The Convention’s article 2(3) provides a broad definition of mediation whereby parties “attempt to reach amicable settlement of their dispute with the assistance of a third person or persons (‘the mediator’) lacking the authority to impose a solution upon the parties”. As long as the settlement falls within this definition, the Singapore Convention applies regardless of whether the process of settlement is called a “mediation”. In addition, there is no requirement that the mediation being administered by a mediation institution or conducted by an accredited mediator, and maintains the flexibility which is one of the attractive features of mediation.
Still, the signatory states are permitted to make two reservations under article 8: Firstly, that the Convention will not apply to settlement agreements to which the signatory state or any governmental agencies itself are a party.
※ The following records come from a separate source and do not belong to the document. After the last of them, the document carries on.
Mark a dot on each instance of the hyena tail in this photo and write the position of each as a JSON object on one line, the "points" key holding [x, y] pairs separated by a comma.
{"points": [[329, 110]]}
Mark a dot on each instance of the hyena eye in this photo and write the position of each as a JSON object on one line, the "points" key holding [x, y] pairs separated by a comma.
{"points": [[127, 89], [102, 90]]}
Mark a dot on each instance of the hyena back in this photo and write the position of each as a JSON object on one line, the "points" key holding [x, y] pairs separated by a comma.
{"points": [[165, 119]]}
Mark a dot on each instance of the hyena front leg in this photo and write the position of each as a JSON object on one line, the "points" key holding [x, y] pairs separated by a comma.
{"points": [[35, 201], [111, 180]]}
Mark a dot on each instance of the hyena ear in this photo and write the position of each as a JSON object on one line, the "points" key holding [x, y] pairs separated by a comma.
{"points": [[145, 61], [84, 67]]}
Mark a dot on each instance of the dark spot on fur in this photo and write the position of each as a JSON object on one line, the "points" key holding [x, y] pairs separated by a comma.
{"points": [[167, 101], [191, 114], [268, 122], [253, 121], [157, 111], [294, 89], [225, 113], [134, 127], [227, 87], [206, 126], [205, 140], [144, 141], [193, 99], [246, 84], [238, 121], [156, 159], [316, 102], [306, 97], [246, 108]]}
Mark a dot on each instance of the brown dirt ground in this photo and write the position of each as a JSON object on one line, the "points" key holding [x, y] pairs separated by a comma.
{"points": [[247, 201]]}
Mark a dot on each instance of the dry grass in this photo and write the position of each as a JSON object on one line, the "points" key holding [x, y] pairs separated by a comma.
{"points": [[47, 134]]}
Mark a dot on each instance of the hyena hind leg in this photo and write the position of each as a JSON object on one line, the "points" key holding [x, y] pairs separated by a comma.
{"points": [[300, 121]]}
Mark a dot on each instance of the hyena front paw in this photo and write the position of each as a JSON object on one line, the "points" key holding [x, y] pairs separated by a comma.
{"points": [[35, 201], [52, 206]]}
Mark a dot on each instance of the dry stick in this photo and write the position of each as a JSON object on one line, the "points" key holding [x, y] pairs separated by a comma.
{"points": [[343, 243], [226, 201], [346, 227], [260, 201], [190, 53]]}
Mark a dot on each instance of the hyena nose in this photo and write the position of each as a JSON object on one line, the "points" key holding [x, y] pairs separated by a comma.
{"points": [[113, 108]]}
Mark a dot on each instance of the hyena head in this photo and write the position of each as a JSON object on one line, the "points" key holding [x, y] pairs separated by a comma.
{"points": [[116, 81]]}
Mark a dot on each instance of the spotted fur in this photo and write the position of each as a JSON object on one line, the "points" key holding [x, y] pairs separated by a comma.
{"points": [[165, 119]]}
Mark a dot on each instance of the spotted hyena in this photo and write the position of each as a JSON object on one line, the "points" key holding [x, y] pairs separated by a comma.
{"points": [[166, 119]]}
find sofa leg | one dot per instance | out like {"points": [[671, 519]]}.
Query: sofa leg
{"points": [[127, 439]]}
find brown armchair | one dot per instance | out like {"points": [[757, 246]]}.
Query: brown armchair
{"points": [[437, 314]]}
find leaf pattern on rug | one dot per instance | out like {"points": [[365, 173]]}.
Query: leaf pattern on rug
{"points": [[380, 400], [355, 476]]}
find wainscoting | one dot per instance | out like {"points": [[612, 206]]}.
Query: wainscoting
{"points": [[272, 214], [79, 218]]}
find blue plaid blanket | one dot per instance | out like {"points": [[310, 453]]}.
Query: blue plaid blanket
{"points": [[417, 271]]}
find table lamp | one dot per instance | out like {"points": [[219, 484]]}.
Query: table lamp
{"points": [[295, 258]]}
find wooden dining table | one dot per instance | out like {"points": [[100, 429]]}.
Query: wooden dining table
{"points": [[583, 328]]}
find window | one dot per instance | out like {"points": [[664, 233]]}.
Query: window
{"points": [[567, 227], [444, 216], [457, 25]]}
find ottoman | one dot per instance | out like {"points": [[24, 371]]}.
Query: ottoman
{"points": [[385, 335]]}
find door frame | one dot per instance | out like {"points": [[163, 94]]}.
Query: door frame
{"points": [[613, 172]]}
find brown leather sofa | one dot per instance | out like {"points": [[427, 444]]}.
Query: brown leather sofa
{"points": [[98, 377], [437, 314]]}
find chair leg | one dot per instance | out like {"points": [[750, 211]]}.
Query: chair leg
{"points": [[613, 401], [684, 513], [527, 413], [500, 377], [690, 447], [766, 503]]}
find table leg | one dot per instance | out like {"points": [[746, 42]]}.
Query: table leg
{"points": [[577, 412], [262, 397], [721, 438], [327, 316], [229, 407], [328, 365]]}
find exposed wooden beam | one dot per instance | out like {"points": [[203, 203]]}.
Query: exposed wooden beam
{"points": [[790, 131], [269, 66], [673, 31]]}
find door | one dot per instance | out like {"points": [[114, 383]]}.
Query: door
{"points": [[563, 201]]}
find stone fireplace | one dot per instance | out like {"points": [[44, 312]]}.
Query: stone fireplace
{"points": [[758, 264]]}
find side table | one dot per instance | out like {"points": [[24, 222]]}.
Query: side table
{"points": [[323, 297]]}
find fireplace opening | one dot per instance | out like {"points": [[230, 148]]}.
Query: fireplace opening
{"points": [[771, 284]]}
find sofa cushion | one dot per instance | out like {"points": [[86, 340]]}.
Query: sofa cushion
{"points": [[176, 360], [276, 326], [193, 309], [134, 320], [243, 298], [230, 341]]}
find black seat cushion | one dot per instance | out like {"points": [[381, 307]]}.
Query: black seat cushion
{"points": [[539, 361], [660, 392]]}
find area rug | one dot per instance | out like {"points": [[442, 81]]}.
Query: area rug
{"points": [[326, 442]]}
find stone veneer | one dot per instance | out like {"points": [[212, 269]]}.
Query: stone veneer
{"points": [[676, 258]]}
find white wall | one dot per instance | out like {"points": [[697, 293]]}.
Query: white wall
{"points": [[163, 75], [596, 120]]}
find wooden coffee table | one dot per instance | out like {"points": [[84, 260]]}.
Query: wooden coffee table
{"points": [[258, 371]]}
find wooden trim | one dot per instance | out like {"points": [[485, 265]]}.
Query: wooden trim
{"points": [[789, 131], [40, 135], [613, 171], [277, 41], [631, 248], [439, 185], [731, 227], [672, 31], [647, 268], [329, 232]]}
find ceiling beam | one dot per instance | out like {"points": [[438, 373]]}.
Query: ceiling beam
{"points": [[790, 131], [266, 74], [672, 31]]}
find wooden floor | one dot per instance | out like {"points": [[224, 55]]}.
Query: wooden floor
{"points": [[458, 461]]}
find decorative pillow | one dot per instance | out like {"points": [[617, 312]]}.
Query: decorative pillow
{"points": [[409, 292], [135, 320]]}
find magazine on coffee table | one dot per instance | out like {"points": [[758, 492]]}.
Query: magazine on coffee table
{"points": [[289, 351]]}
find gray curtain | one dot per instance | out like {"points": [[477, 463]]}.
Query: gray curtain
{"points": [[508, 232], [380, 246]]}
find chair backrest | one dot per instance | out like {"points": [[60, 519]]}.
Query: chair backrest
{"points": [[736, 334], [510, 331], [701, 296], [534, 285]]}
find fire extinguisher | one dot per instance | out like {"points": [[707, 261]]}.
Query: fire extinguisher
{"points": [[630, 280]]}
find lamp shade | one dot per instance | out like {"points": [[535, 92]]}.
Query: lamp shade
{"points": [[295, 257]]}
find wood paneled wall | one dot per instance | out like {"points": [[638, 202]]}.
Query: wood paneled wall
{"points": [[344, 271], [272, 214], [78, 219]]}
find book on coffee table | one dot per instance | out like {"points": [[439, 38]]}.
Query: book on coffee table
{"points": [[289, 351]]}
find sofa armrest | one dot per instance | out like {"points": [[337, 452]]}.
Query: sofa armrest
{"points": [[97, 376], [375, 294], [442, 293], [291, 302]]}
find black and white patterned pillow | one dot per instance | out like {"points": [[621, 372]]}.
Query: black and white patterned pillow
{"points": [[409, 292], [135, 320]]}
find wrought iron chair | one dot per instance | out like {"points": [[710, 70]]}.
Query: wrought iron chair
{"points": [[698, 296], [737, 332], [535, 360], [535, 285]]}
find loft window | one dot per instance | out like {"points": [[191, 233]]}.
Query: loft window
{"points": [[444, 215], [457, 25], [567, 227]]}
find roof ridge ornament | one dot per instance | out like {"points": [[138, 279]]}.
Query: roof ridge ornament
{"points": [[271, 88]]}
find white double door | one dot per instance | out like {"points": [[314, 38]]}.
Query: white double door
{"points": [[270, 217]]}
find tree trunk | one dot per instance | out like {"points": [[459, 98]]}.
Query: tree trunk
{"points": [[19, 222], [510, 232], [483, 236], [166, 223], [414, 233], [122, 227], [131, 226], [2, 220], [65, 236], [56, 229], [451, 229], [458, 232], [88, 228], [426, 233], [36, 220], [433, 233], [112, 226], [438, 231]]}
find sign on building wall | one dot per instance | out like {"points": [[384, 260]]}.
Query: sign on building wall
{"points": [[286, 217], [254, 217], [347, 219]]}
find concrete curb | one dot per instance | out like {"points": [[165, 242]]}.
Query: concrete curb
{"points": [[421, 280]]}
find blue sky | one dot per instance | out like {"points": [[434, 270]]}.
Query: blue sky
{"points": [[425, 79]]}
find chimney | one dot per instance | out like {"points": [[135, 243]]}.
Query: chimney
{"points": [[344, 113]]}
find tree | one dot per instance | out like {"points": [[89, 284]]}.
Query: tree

Secondly, the convention will apply only to the extent that the parties to the settlement agreement have agreed to the application of the convention. This means that where a signatory state has expressed such a reservation, the parties to the settlement agreement itself will need to agree to the Singapore Convention to apply. It will be interesting to see whether these reservations will have an unwanted effect on the application of the convention and limit the effect of mediation as an alternative dispute resolution method.
The Singapore Convention will come into force six months after three countries have ratified, accepted, approved or acceded to the Convention. Already, 46 countries have signed the Convention, including China and USA, and it is expected that many more countries will follow in the following months. Still, the European Union and the United Kingdom have not yet signed the Convention.